Joanna Newsom Says She’s Working On Music, Discusses Ferguson In New Interview

WEST HOLLYWOOD, CA - OCTOBER 30: Musician Joanna Newsom attends the Irene Neuwirth Flagship Grand Opening on October 30, 2014 in West Hollywood, California. (Photo by Stefanie Keenan/Getty Images for Irene Neuwirth)

Joanna Newsom Says She’s Working On Music, Discusses Ferguson In New Interview

WEST HOLLYWOOD, CA - OCTOBER 30: Musician Joanna Newsom attends the Irene Neuwirth Flagship Grand Opening on October 30, 2014 in West Hollywood, California. (Photo by Stefanie Keenan/Getty Images for Irene Neuwirth)

Other than her role in the new Paul Thomas Anderson film Inherent Vice, it’s been a while since we’ve heard anything from human wonder machine Joanna Newsom. In fact, Have One On Me, Newsom’s staggering triple album, will turn five next year. But Newsom has some ideas percolating, and in a new interview, she talks a bit about what she’s working on.

Talking to Dazed, Newsom says that she is indeed working on a new album: “I’m working on something new — I should hopefully have a little more news soon. I’ve been working hard for a lot of those five years on a new idea.”

Also, on the idea of whether she’d consider scoring a movie, Newsom said: “I think so. It’s just a question of putting time and energy into the thing that is most rewarding at any given time. This movie was so incredibly rewarding and fun for me, and it did maybe defer some of my music work for a while, but it was totally worth it. I think I would do a film soundtrack if I was very inspired by the idea and the collaboration, knowing that it would maybe take away a little bit of my time spent on other music, touring and so forth. But I would really love to some day.”

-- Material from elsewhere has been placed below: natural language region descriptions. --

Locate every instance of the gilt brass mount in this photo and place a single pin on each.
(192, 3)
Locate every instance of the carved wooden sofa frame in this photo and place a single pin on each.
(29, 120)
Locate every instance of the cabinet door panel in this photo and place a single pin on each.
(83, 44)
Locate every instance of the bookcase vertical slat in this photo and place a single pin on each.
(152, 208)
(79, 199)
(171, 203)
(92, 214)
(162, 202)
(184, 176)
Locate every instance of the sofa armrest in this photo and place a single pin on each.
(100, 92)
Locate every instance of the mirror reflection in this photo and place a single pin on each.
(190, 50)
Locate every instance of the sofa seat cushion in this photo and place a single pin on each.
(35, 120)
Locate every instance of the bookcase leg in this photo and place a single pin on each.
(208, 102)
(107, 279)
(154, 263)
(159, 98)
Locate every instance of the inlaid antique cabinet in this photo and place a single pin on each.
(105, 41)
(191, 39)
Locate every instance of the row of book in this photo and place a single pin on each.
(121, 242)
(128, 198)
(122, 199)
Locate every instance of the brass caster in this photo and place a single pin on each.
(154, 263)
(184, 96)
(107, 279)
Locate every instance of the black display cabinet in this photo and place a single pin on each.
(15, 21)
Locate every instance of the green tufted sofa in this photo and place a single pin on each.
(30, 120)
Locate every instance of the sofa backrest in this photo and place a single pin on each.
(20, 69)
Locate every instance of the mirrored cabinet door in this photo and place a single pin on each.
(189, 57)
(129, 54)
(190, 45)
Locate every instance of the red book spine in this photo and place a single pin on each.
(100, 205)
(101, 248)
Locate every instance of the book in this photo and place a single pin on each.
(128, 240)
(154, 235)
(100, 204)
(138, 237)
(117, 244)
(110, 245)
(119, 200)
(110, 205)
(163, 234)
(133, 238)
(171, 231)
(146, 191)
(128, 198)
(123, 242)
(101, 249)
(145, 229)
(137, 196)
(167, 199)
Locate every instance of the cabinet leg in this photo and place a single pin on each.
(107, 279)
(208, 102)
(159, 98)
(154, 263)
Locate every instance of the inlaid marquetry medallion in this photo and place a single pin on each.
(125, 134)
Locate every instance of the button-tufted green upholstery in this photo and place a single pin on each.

Newsom also had some things to say about the contemporary relevance of the ’70s-set Inherent Vice: “I think the film drums up a sense that dark forces are at work behind the scenes, and that’s a fear that many people I know struggle with, particularly in the States right now. There’s an incredible sense of — at the risk of sounding melodramatic — a conspiracy. I mean, right now, what’s happening in Ferguson and in New York is terrible: terrible cases of cops murdering people and getting away with it. The words ‘civil rights violation’ come up a lot in this film, and I think that that applies more today than it has for decades.”